Sight-Threatening Unilateral Posterior Scleritis With Positive Atypical p-ANCA As Early Manifestation of Lupus Spectrum Disease
Li Lian Chew, Wendy See, Chai Lee Tan, Shelina Oli Mohamed, Tajunisah Iqbal, Nazirah Ibrahim

TL;DR
A rare case of eye inflammation caused by lupus is described, highlighting the importance of early diagnosis and treatment to prevent vision loss.
Contribution
This case report highlights atypical p-ANCA-positive posterior scleritis as an early sign of lupus spectrum disease.
Findings
Posterior scleritis with atypical p-ANCA can be an early manifestation of lupus spectrum disease.
Successful treatment involved corticosteroids and immunosuppressants.

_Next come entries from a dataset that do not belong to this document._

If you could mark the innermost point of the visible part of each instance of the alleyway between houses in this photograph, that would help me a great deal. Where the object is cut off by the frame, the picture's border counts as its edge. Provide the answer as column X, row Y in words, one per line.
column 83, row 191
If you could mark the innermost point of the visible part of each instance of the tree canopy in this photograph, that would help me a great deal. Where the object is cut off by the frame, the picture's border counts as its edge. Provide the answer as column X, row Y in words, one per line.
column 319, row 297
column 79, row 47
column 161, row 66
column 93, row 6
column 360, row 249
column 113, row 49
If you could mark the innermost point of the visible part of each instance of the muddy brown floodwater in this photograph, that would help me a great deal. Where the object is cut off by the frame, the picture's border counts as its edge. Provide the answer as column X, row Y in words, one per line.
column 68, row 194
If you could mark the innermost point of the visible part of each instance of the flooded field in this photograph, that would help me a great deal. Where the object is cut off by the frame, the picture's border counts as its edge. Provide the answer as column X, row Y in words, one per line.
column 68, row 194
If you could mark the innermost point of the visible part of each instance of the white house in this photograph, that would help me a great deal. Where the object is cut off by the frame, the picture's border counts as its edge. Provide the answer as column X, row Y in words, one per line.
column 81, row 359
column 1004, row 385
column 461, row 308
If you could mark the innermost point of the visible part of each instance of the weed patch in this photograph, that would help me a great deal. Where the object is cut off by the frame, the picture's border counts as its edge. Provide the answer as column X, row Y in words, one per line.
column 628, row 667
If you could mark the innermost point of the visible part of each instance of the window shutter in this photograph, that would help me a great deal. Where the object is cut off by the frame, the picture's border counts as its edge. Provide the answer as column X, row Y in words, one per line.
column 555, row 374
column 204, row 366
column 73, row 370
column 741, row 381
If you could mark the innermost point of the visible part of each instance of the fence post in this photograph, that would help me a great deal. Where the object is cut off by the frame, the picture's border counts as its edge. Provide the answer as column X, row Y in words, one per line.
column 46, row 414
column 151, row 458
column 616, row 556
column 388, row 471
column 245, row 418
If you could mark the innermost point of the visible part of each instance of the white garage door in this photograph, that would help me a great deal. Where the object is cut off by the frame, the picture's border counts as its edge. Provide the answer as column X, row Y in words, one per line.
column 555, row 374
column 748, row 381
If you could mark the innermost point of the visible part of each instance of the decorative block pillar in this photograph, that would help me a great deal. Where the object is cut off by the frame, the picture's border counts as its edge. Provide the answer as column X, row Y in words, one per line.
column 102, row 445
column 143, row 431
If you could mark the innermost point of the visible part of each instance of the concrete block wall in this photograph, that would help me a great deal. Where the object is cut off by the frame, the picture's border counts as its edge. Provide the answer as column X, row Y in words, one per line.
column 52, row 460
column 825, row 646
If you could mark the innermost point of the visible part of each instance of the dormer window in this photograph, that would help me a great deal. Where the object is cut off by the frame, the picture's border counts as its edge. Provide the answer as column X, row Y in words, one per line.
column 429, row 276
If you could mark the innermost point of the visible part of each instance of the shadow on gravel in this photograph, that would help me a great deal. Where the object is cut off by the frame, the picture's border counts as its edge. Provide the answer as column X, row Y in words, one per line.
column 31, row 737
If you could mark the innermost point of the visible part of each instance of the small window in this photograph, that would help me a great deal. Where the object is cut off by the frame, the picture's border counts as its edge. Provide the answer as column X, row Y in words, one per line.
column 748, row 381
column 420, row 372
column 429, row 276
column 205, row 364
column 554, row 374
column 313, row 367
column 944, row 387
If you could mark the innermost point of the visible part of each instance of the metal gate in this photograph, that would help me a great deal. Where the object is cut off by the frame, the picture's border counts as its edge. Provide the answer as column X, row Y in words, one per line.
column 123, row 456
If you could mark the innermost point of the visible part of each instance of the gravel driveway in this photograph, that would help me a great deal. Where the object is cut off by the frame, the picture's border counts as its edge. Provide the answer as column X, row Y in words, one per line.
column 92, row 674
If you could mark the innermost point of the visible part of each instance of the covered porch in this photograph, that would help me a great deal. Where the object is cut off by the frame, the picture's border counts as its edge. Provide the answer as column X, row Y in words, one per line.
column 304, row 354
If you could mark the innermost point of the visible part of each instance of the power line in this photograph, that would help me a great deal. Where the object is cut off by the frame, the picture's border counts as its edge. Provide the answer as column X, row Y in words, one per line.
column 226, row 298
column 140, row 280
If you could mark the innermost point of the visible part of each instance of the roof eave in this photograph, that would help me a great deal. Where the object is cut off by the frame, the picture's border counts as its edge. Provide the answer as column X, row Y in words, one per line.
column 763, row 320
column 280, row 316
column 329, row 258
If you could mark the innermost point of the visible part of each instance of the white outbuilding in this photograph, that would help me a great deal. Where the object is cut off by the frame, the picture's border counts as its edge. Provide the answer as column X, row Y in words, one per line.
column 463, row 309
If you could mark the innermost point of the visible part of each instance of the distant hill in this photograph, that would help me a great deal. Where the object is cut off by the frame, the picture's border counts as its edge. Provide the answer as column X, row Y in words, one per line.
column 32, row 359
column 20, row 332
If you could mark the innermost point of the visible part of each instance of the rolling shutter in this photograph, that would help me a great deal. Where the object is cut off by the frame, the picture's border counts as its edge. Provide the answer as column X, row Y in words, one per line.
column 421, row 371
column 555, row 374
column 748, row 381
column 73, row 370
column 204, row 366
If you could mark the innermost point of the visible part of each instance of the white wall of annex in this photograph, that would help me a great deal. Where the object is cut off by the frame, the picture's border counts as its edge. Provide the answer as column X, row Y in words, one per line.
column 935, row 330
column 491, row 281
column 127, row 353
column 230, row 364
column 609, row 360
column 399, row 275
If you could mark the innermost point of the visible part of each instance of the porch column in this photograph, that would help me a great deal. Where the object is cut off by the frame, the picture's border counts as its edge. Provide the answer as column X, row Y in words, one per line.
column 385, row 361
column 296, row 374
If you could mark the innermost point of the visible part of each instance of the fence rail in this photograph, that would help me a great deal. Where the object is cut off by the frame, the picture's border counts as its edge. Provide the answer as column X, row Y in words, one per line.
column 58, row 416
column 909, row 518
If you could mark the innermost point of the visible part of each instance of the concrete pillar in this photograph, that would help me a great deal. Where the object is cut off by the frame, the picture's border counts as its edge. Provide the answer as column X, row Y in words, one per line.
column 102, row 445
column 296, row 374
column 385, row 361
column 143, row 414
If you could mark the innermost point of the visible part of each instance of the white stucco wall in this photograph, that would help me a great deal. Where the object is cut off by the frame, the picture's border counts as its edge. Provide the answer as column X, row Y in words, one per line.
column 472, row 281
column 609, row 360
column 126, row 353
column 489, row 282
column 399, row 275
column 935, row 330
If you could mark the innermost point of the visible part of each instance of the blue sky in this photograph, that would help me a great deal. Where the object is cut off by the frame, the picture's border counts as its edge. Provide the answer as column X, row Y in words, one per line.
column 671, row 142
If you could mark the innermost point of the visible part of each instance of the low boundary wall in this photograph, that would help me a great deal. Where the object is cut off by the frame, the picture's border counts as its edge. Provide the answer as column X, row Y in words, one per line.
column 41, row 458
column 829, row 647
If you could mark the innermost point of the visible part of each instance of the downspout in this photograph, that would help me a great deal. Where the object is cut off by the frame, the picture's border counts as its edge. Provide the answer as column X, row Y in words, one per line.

Early diagnosis and multidisciplinary management are crucial to prevent complications.
Abstract
Antinuclear cytoplasmic antibody (ANCA)-related scleritis is a potentially sight-threatening inflammatory condition that may occur as a primary vasculitis disorder or as a secondary vasculitis in a variety of inflammatory conditions. While ANCA has been classically associated with primary vasculitis diseases such as granulomatosis with polyangiitis (GPA), microscopic polyarteritis (MPA), and eosinophilic granulomatosis with polyangiitis (EGPA), it is interesting that in cases of lupus spectrum disease (LSD), both ANCA and atypical p-ANCA have been observed as secondary autoantibodies. Scleritis is a rare ocular manifestation of lupus disease with an incidence of around 1%. This paper describes a case of sight-threatening posterior scleritis with positive atypical p-ANCA as an early manifestation of LSD. LSD is an acknowledged condition but frequently presents a diagnostic challenge or…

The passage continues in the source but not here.